For better and worse, the lighting industry is largely part of the construction industry. It’s that time of year to look at the residential and commercial construction forecasts for 2024.
RESIDENTIAL:
The National Association of Realtors (NAR) projects existing-home sales will rise by 13.5% to 4.71 million units sold in 2024, from a total of 4.1 million in 2023. NAR also expects the median home price to increase by 0.9% to $389,500.
NAR sees that urban markets in southern states will likely outperform other regions due to faster job growth. Markets in the Midwest will also experience gains from being the most affordable region.
NAR expects foreclosure rates will stay at historically low levels in 2024, comprising less than 1% of all mortgages. There is more good news on the mortgage front. After hitting the 8% mark in late 2023, mortgage rates should average around 6.3% in 2024. Lower rates could also provide a boon for remodeling activity as many homeowners have held off major projects.

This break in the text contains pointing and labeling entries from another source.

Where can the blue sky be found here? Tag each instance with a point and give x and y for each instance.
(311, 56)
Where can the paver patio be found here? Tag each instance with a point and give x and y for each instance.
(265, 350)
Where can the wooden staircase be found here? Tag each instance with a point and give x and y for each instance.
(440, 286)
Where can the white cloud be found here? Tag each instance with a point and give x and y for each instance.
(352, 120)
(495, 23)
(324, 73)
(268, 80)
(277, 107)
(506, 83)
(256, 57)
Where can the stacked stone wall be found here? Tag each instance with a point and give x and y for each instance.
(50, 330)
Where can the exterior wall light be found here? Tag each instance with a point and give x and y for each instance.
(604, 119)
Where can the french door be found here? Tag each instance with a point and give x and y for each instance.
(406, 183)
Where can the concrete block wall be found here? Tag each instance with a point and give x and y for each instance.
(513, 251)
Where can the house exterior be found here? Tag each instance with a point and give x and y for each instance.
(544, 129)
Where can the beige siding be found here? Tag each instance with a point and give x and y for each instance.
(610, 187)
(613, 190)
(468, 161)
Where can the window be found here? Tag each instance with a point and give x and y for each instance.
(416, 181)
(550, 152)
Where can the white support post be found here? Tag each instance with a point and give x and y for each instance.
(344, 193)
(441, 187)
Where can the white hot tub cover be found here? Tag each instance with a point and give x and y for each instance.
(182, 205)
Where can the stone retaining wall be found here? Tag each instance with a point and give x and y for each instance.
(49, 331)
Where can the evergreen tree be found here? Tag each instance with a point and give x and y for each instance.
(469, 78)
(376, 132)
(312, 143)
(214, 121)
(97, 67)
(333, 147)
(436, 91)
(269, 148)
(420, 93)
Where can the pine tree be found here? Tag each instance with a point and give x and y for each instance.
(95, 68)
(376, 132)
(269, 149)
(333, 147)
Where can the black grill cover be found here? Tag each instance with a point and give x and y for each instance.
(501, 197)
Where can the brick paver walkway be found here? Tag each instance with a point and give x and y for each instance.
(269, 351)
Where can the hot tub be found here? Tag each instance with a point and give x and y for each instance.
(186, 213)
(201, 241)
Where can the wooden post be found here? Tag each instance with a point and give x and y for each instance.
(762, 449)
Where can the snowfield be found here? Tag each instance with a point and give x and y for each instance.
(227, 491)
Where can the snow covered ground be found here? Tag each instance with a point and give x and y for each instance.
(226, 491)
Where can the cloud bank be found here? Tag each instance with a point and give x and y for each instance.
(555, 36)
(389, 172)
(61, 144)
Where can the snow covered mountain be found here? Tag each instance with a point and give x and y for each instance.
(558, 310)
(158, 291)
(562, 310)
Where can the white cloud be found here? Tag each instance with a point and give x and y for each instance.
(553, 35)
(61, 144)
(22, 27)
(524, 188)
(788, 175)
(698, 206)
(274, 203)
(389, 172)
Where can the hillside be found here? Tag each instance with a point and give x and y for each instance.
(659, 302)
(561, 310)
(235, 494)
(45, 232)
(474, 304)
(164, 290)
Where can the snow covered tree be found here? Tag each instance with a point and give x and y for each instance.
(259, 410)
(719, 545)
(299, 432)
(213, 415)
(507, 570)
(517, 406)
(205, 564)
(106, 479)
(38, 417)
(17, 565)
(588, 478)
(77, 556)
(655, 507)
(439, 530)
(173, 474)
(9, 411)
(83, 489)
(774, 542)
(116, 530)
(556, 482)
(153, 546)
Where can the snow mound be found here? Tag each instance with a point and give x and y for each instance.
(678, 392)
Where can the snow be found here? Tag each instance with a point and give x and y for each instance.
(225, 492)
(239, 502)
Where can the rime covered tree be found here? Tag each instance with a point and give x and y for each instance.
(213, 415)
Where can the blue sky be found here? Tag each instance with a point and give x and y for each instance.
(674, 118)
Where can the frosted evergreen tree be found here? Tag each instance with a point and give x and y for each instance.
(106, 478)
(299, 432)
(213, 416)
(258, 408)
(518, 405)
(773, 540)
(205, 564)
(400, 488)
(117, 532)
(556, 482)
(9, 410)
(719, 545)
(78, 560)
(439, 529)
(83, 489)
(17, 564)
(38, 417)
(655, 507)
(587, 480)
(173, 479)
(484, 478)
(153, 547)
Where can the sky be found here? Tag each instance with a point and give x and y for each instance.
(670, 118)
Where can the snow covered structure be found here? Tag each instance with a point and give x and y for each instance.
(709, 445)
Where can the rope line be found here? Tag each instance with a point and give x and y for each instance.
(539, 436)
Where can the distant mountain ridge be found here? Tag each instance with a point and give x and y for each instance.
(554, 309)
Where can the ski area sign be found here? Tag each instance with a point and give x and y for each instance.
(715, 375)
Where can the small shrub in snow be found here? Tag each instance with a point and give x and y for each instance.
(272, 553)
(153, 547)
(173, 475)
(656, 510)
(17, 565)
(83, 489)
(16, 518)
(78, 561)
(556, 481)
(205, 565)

For housing starts, NAR is forecasting 1.48 million units in 2024. This includes 1.04 million single-family starts and 440,000 multifamily starts. The most pent-up demand and strongest real estate markets that NAR sees for 2024 are:
- Austin-Round Rock-Georgetown, Texas
- Dallas-Fort Worth-Arlington, Texas
- Dayton-Kettering, Ohio
- Durham-Chapel Hill, North Carolina
- Harrisburg-Carlisle, Pennsylvania
- Houston-The Woodlands-Sugar Land, Texas
- Nashville-Davidson-Murfreesboro-Franklin, Tennessee
- Philadelphia-Camden-Wilmington, Pennsylvania-New Jersey-Delaware-Maryland
- Portland-South Portland, Maine
- Washington-Arlington-Alexandria, D.C.-Virginia-Maryland-West Virginia
The National Association of Home Builder (NAHB) expects single-family housing starts to increase 4.6% in 2024 to 946,000 permits after a cumulative decline of 21.2% over the past two years, the recovery is likely to be quite slow in all but the most robust housing markets.
COMMERCIAL:
Electrical distributor surveys show a slowdown of quotes and projects, but not a recession for 2024. Bright spots are industrial, manufacturing, and reshoring due to federal stimulus spending. Distributors expect Q4 2023 sales to decline 1.6%, which would be the first quarterly decline since 2020.

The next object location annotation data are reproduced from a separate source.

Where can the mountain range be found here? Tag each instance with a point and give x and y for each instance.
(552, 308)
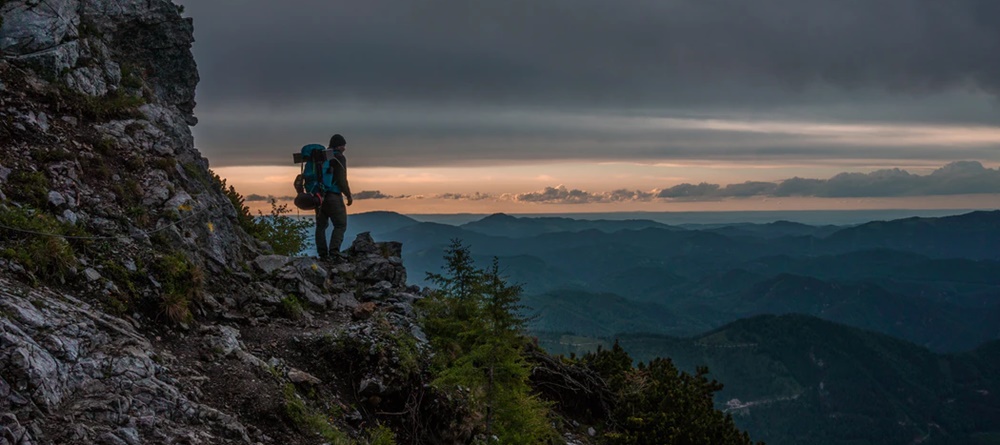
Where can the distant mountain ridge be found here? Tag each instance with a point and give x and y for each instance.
(796, 379)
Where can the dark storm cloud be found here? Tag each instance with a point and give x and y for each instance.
(589, 51)
(484, 71)
(957, 178)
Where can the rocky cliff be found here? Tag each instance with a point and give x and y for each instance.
(134, 309)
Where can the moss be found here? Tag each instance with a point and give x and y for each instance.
(46, 254)
(131, 77)
(113, 105)
(50, 155)
(96, 168)
(291, 307)
(134, 128)
(125, 280)
(106, 146)
(381, 435)
(167, 164)
(309, 421)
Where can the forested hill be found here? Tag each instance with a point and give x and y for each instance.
(142, 303)
(796, 379)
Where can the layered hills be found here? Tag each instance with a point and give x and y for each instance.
(889, 330)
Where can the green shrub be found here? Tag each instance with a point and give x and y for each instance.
(28, 187)
(308, 421)
(285, 235)
(181, 282)
(474, 324)
(46, 254)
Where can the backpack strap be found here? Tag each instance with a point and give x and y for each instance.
(318, 170)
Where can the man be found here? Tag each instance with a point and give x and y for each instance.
(333, 208)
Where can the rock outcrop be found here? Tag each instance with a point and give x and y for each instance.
(135, 308)
(112, 224)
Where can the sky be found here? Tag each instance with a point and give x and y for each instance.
(528, 106)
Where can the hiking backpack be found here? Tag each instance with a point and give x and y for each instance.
(316, 177)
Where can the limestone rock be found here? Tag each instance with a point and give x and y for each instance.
(270, 263)
(302, 377)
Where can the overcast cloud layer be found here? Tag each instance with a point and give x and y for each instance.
(449, 81)
(957, 178)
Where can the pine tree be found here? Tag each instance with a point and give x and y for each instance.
(475, 316)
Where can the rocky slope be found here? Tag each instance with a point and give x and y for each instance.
(134, 306)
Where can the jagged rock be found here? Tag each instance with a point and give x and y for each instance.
(270, 263)
(346, 300)
(178, 201)
(363, 244)
(371, 386)
(56, 199)
(316, 297)
(364, 311)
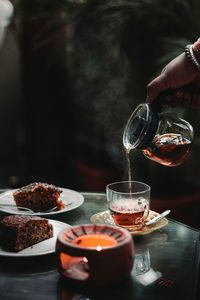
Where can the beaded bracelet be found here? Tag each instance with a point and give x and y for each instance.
(196, 49)
(190, 55)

2024 commercial construction will be strongest in the residential and industrial markets, office and mixed-use construction, hospitals, data centers, schools and universities, renewables, and the utility market.
Dodge Construction Network is expecting 3% growth in the commercial sector in 2024. High interest rates slowed the commercial sector. Higher energy costs and an election year will also be challenges in 2024. Dodge sees solid demand for data centers, life science labs, and hospitals.
ConstructConnect expects total U.S. construction starts to contract 8.1% in 2023, but grow 2.8% in 2024. Part of the 2023 contraction is due to very strong construction growth in 2022. The IRA and CHIPS Act spending will help in the medium term, looking forward.
Deloitte sees 2024 growth in manufacturing, transportation infrastructure, and clean energy infrastructure due to the IIJA, the IRA, and CHIPS Act.
The AIA’s Consensus Construction Forecast expects nonresidential construction spending to increase just 2% in 2024 after a 19.7% boost this year, supported in large part by a 55.1% increase in industrial construction spending.
Semiconductor fab plants, electric vehicle, and EV battery plant megaprojects are being built throughout the Midwest, Southeast, Texas, and Arizona. The Census Department’s construction spending data shows the manufacturing category up 62.5% through September 2023 to $198.5 billion and the computer/electronic/electrical sub-category up 134.9% YOY to $111.1 billion.
ADDITIONAL ECONOMIC FORECASTS:
NAR predicts U.S. GDP growing by 1.5% in 2024 and avoiding a recession. New job additions will slow to 1.7 million next year, compared to 2.7 million in 2023, and 4.8 million in 2022.